I am inspired here by poetry and painting, especially Malczewski (who was, by the way, a student in Matejko’s historical painting class). What fascinates me about him is that everything is symbolic, historical and concrete at the same time, that it is his face and self-portrait, and at the same time Hamlet, which grows to the rank of an ambiguous symbol, which can be read both in the Polish and in the wider cultural context. My ambition is to approach this kind of handling of images that are neither hermetic nor pop-cultural, but suggestive, communicating with the most intuitive emotional layers. Images that can be read like poetry – each time anew to discover successive layers of meanings and see successive references. Just like Wyspiański’s Wedding or Piwowski’s Cruise is always “about us”, here and now, but also “about us”, as a nation then and always. For me, this is the highest form of sublimity when it comes to juxtaposing poetry with history and modernity. That is what fascinates me now. So, if there is any reference to today’s reality in Poland, it’s just that.

 

Interview conducted for the magazine accompanying the Opera Rara Festival held in Krakow on 23.01-14.02.2020.

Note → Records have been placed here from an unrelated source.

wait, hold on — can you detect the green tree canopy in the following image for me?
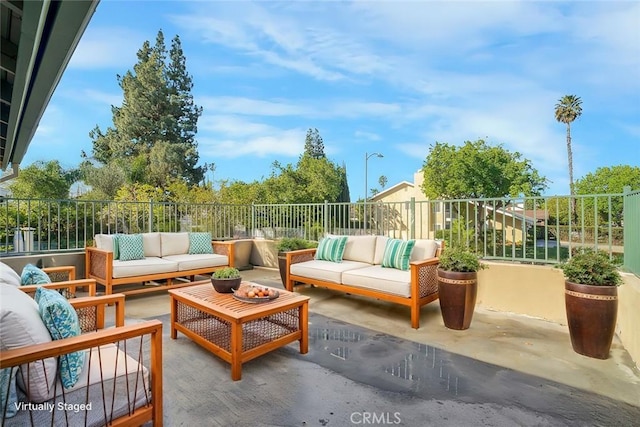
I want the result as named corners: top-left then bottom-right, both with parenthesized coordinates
top-left (8, 160), bottom-right (77, 199)
top-left (575, 165), bottom-right (640, 226)
top-left (88, 29), bottom-right (204, 188)
top-left (421, 139), bottom-right (547, 199)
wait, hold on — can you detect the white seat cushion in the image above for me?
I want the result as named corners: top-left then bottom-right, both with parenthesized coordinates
top-left (342, 265), bottom-right (411, 297)
top-left (290, 260), bottom-right (370, 284)
top-left (62, 343), bottom-right (148, 394)
top-left (112, 257), bottom-right (178, 278)
top-left (162, 254), bottom-right (228, 271)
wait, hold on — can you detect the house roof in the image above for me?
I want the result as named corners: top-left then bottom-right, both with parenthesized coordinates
top-left (0, 0), bottom-right (99, 177)
top-left (370, 181), bottom-right (414, 201)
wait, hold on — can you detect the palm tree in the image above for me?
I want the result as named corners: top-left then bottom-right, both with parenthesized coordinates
top-left (555, 95), bottom-right (582, 218)
top-left (554, 95), bottom-right (582, 195)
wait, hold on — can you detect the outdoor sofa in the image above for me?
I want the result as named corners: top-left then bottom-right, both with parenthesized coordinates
top-left (0, 268), bottom-right (163, 426)
top-left (285, 235), bottom-right (442, 329)
top-left (85, 232), bottom-right (235, 297)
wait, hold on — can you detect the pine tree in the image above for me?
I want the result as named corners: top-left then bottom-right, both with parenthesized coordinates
top-left (303, 128), bottom-right (326, 159)
top-left (88, 30), bottom-right (204, 187)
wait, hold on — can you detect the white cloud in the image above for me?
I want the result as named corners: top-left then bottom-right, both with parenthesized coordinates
top-left (69, 27), bottom-right (146, 69)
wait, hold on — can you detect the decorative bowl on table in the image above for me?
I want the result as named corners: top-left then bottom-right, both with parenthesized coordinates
top-left (210, 267), bottom-right (243, 293)
top-left (211, 277), bottom-right (242, 293)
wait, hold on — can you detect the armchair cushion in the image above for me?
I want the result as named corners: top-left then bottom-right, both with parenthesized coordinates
top-left (160, 232), bottom-right (189, 257)
top-left (118, 234), bottom-right (145, 261)
top-left (0, 261), bottom-right (21, 287)
top-left (20, 264), bottom-right (52, 285)
top-left (0, 284), bottom-right (57, 402)
top-left (35, 287), bottom-right (84, 388)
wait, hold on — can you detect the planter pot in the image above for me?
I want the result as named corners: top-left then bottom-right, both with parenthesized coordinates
top-left (278, 253), bottom-right (287, 286)
top-left (210, 277), bottom-right (242, 293)
top-left (565, 281), bottom-right (618, 359)
top-left (437, 269), bottom-right (478, 330)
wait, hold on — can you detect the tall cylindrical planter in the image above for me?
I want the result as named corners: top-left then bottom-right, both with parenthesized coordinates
top-left (565, 281), bottom-right (618, 359)
top-left (278, 253), bottom-right (287, 286)
top-left (437, 269), bottom-right (478, 330)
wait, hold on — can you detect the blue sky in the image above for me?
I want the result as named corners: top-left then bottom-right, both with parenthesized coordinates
top-left (24, 0), bottom-right (640, 199)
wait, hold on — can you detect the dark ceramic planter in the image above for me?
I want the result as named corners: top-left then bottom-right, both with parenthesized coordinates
top-left (437, 269), bottom-right (478, 330)
top-left (278, 253), bottom-right (287, 286)
top-left (210, 277), bottom-right (242, 293)
top-left (565, 281), bottom-right (618, 359)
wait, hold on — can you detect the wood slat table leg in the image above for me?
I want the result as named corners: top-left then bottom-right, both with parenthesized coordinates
top-left (300, 301), bottom-right (309, 354)
top-left (231, 321), bottom-right (243, 380)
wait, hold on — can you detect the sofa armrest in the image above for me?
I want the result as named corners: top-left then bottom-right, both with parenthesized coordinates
top-left (410, 257), bottom-right (440, 298)
top-left (212, 240), bottom-right (236, 267)
top-left (19, 279), bottom-right (97, 297)
top-left (70, 293), bottom-right (126, 331)
top-left (85, 246), bottom-right (114, 281)
top-left (286, 248), bottom-right (317, 266)
top-left (42, 265), bottom-right (76, 281)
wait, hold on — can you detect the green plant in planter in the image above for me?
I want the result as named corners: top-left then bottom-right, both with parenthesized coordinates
top-left (275, 237), bottom-right (317, 253)
top-left (560, 249), bottom-right (622, 286)
top-left (438, 246), bottom-right (486, 272)
top-left (212, 267), bottom-right (241, 279)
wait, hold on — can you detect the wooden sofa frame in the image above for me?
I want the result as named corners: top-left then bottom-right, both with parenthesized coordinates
top-left (1, 281), bottom-right (163, 426)
top-left (285, 243), bottom-right (443, 329)
top-left (85, 240), bottom-right (235, 297)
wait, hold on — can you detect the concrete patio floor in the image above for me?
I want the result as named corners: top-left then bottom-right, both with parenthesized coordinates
top-left (114, 267), bottom-right (640, 425)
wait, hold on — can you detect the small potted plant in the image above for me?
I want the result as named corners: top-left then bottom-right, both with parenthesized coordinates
top-left (437, 246), bottom-right (486, 330)
top-left (560, 249), bottom-right (622, 359)
top-left (276, 238), bottom-right (317, 285)
top-left (210, 267), bottom-right (242, 293)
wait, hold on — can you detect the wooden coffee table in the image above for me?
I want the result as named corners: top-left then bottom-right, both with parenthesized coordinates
top-left (169, 281), bottom-right (310, 380)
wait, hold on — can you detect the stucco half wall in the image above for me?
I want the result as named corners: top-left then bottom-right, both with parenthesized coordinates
top-left (476, 261), bottom-right (640, 368)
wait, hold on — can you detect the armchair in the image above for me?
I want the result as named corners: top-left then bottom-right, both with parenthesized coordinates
top-left (0, 282), bottom-right (163, 426)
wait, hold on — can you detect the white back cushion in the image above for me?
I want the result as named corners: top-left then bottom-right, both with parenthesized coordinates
top-left (94, 234), bottom-right (114, 252)
top-left (160, 233), bottom-right (189, 257)
top-left (0, 284), bottom-right (57, 402)
top-left (0, 262), bottom-right (21, 287)
top-left (142, 233), bottom-right (161, 257)
top-left (373, 236), bottom-right (389, 265)
top-left (411, 239), bottom-right (439, 261)
top-left (341, 235), bottom-right (377, 264)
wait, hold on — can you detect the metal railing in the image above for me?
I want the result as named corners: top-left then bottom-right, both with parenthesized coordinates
top-left (623, 186), bottom-right (640, 276)
top-left (1, 192), bottom-right (635, 270)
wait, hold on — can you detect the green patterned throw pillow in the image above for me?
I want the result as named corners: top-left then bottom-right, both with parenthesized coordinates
top-left (382, 239), bottom-right (416, 271)
top-left (118, 234), bottom-right (145, 261)
top-left (315, 236), bottom-right (348, 262)
top-left (36, 287), bottom-right (84, 388)
top-left (188, 232), bottom-right (213, 254)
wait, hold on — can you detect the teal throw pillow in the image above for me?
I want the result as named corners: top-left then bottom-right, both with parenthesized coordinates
top-left (118, 234), bottom-right (145, 261)
top-left (36, 287), bottom-right (84, 389)
top-left (188, 232), bottom-right (213, 254)
top-left (112, 234), bottom-right (121, 260)
top-left (382, 239), bottom-right (416, 271)
top-left (0, 368), bottom-right (17, 418)
top-left (21, 263), bottom-right (52, 286)
top-left (315, 236), bottom-right (348, 262)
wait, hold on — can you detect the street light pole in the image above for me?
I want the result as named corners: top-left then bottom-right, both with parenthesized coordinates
top-left (364, 152), bottom-right (383, 234)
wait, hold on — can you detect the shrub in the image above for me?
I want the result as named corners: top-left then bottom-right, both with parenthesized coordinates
top-left (560, 249), bottom-right (622, 286)
top-left (276, 237), bottom-right (317, 253)
top-left (438, 246), bottom-right (486, 273)
top-left (212, 267), bottom-right (241, 279)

Krystian Lada – director and librettist. Active on international opera scene, lives in Belgium, where he worked as the director of dramaturgy at the La Monnaie National Opera. In 2017, he founded The Airport Society collective. The first winner of the Mortier Next Generation Award for exceptional talent in the field of opera.

Tomasz Domagała – theatre critic, member of the Polish section of the International Association of Theatre Critics (AICT), Polish Radio journalist, author of domagalasiekultura.pl blog, selector of the Divine Comedy Festival and FNT Festival in Rzeszów.